Based on my research and many of the quotes from our founding fathers themselves, the purpose of the Second Amendment is not for defense against savages or invasion, nor an uprising of slaves. It is clear that the founding fathers believed the greatest threat to the United States was the potential for the federal government to become corrupt and tyrannize those who elected those officials.
The Second Amendment of the Constitution says, “A well regulated militia, being necessary to the security of a free state, the right of the people to keep and bear arms, shall not be infringed.”
Notice the three words, regulated, militia and free. Webster’s defines regulate as “to control, direct or govern according to a rule, principle or system.” Militia is defined as “in the U.S., all able-bodied male citizens between 18 and 45 years old who are not already members of the regular armed forces, National Guard or armed forces reserve.” Free is defined as “not under the control of some other person or arbitrary power; able to act or think without compulsion or arbitrary restriction; having liberty; independent.”

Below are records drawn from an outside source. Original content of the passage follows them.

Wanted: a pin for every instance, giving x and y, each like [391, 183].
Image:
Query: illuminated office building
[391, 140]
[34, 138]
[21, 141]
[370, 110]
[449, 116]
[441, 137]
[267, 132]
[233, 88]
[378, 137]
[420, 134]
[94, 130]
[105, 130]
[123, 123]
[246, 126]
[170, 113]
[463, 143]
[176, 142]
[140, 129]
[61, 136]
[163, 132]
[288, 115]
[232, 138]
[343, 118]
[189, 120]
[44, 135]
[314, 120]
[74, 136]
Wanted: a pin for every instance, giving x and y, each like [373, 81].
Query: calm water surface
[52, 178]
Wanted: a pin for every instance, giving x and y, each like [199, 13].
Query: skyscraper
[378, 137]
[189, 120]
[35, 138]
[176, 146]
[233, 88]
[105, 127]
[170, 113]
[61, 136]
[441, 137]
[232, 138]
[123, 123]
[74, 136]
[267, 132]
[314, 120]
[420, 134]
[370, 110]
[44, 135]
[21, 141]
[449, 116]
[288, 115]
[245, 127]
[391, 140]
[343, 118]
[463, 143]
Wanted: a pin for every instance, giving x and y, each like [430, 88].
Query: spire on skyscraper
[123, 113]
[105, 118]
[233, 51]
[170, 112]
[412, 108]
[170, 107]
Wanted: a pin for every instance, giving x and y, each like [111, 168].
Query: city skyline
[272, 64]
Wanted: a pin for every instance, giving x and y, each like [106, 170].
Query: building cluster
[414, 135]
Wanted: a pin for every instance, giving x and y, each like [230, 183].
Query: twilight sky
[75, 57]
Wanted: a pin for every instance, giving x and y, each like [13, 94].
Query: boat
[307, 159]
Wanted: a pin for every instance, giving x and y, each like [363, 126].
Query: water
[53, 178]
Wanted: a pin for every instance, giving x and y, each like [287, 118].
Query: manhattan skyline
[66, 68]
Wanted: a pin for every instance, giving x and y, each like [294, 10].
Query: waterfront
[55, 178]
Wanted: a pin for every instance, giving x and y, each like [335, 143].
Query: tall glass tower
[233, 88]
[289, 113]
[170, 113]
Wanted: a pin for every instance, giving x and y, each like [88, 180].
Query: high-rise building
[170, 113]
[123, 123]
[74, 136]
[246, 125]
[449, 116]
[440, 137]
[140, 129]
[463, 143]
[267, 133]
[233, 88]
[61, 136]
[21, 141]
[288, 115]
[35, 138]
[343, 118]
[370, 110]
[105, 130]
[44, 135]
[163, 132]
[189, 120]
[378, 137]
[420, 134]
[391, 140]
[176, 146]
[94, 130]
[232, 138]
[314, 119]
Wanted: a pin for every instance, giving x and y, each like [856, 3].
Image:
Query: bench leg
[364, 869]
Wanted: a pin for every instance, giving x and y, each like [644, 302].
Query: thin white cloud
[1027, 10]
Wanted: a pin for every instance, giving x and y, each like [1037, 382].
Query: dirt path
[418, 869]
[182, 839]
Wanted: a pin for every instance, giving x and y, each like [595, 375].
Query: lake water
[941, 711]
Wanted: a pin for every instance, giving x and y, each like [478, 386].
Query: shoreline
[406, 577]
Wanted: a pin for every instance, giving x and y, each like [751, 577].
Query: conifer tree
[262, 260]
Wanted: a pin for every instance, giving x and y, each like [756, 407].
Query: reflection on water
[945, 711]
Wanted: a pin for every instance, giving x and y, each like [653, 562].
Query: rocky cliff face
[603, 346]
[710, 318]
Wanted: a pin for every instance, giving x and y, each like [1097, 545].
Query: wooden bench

When I reread the Second Amendment, thinking about those three words, it becomes clear: If the citizens of this nation wish to deter the federal government’s ability to illegitimately grab power, the citizenry must have the means to oppose the government and not cower before some despotic leader or political party.
The founding fathers established the principle that in order to ensure the perpetuity of this nation, individuals must possess sufficient firepower to oppose any army which would be a tool of a tyrannical government.
I find Peca’s line, “In fact, the Second Amendment was added along with the related Militia Acts of 1792 …” to be quite misleading and dismissive of the Bill of Rights as a whole.
To correct the dates, the Bill of Rights was proposed in 1789 and ratified in 1791, a full year before the Militia Acts of 1792 were approved.
I find Peca’s dismissive attitude toward the Bill of Rights disturbing, and I am sure that George Mason would as well. Mason felt so strongly that when a list of limitations to governmental power was not part of the original Constitution, he refused to sign it.